# What is the reformed view of 1 Cor 3:13-15?



## Bern (Sep 15, 2010)

1 Cor 3:13 each one's work will become manifest, for the Day will disclose it, because it will be revealed by fire, and the fire will test what sort of work each one has done. 14 If the work that anyone has built on the foundation survives, he will receive a reward. 15 If anyone's work is burned up, he will suffer loss, though he himself will be saved, but only as through fire.

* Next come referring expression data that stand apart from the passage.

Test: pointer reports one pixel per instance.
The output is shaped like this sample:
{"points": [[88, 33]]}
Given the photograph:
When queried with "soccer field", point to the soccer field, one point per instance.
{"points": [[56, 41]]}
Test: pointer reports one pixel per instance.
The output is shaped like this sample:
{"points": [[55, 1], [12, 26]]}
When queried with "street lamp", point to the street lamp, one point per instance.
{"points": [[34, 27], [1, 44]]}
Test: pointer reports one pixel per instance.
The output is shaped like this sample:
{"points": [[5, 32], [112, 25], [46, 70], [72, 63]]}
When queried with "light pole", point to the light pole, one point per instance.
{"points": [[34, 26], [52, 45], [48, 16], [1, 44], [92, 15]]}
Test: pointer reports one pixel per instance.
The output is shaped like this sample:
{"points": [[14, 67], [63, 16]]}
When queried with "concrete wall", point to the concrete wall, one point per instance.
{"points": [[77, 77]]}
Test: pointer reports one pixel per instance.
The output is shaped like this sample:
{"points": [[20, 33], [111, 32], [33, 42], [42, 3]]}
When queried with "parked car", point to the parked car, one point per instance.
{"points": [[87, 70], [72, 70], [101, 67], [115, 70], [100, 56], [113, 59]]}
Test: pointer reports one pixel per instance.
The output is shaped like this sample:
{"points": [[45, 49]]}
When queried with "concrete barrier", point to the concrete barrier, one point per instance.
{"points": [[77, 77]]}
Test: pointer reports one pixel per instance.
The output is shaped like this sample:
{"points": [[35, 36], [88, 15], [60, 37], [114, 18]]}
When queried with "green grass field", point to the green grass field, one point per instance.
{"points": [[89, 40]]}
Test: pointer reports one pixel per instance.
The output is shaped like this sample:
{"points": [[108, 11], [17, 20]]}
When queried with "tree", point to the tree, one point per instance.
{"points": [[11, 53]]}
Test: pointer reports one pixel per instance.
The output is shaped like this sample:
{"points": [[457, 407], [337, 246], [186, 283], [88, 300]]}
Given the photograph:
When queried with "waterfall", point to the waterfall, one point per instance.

I was doing a study in church on why purgatory is not correct this evening. It was agreed by all that this verse is not talking about purgatory, but the day of the Lord. However, there was some disagreement over the specifics of what it actually means for our work to be revealed by fire.... whats the reformed understanding of this passage?


----------



## Semper Fidelis (Sep 15, 2010)

Who's work is in view in the context Bern?


----------



## jason d (Sep 16, 2010)

My pastor preached on this and it helped me understand it well when looking at the context: SermonAudio.com - Instructions for Building God's Church


----------



## Bern (Sep 16, 2010)

Well I see it as relating to Christian ministers, but I guess it could relate to any of us. One guy suggested it was our sins that are burned away, but I argued that it doesn't say that... it says works.


----------